A child lies in my arms, he drinks from my breast and grips my right thumb. You may think I am dreaming, or delirious perhaps, but this time you’d be wrong. He is real flesh and bones, dark of skin and eye. For some days after I became attached to this clan, the women insisted I accompany them on their foraging forays. They laughed at my inadequacies and seemed incredulous when I knew not how to prepare certain roots for consumption. Some of the women tired of my failings and their laughter turned to distain and derision. One of the women, I shall call her K’gari after this place, showed some compassion though.
When first she led me away from the others, I expected the worst. I thought she was perhaps trading me to another group… but then she sat me down and took my hands. She began to point to the bites and swellings on my arms and there was concern in her eyes, not contempt. When she began to rub a fetid substance on my arms, I pulled away at first. What was this paste that smelt of smoldering fats, herbs and charcoal? She continued in her ministrations and I had to admit there was some relief to be found with its application.

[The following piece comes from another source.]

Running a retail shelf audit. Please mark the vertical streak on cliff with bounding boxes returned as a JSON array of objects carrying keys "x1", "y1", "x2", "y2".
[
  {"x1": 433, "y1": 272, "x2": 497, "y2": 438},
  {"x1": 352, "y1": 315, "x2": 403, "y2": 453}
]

Since then she has shown me favour on multiple occasion. Morsels of food, soft bark to sleep on, bright coloured feathers and necklaces of shells. These simple gifts, virtual treasures within this meagre existence. When she first brought the child to me I was not sure what she expected. He was a sickly child, crying and whimpering, ill-nourished and sad. It then became evident that my work was to mind the child, for much of the day passed into my care. I can not say I relished the task, it was enough to maintain my own equilibrium. There was such strangeness and familiarity in the holding of a child in my arms, memories of my own three children overwhelmed me and so …I felt urged to find comfort in the body of another. When he sought comfort at my breast, I resisted initially, felt sure he would find no nourishment there. He clung on though, demanding and persisting, and the crying ceased. To my amazement my body responded, with a powerful rippling and surging which exhausted me. How could this be so, it was weeks since I had bound my chest, attempting to stem the flow. I was embarrassed yet proud when K’gari returned. Here was a babe in my arms where one should have been. Had she known, had she sensed, had she seen?